After some resistance, Loder agrees. And what he had intended to be just a rote fill-in job becomes something different when Chilcote's wife Eve somewhat contemptuously relays a message from Chilcote's mentor, the Tory leader Fraide, asking him to get a grip and fulfill his potential. As it happens, a crisis is on hand -- Russia is making trouble in Pakistan, and the Whig government, now in power, is vacillating. Loder plunges right in and starts making headway. Both Eve and Fraide notice the change in him ... and then Chilcote is ready to change places again.

This seesaws back and forth a couple of times -- Chilcote relapses and Loder takes over, then Chilcote comes back. Eve can tell the difference, though she doesn't know the reason, and she begins to see some hope that her marriage can be rekindled. Fraide too is excited, and he assigns Chilcote/Loder a key speech asking for more action against Russia.

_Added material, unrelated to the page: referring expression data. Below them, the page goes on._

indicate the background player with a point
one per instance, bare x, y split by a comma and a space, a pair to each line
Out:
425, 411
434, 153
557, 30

But by happenstance, Loder as Chilcote encounters Chilcote's mistress -- and, shockingly, she is the same woman who had disappointed him in his previous life. (I told you this was pretty preposterous.) Loder is torn between fear of being exposed, and his pride in his new accomplishments -- but especially torn between his growing feelings for Eve and his moral beliefs that as she is another man's wife he must renounce her, must come to a decision.

Spoilers follow ...
(illustration by Charles F. Underwood)

Loder decides to tell Chilcote they must stop this masquerade. He needs to leave the country and build himself a new life. But Chilcote is in terrible straits -- he begs Loder for one more night to lose himself in his addiction. Loder agrees -- and is indeed somewhat complicit in allowing Chilcote to take an unusually large dose. Loder goes home to Eve, and reveals all to her, telling her that he must leave. They both go to Chilcote, meaning to try to straighten him out -- but, no surprise, they find him dead. Loder still believes his duty is to leave, so as not to compromise Eve. But Eve has other ideas -- she insists that Loder as Chilcote has become too important to his country, in his role as Fraide's right hand man (Fraide has been asked to form a government): so, leaving aside her obvious desire to become fully his "wife", he has a duty to England to stay and take over Chilcote's identity.

(We note, of course, that that's exactly what Rudolf Rassendyll does NOT do in The Prisoner of Zenda!)

So -- yes it's preposterous. But I really did enjoy it. Besides the substitution plot, and the love story, there is a fair amount of political neep: I'm not sure that it's really that accurate, but it's fairly interest
ing anyway. A perfect example of the sort of novel that one understands both why it was a bestseller and why it's not a lasting classic. And of that set of novels, one of the more enjoyable reads.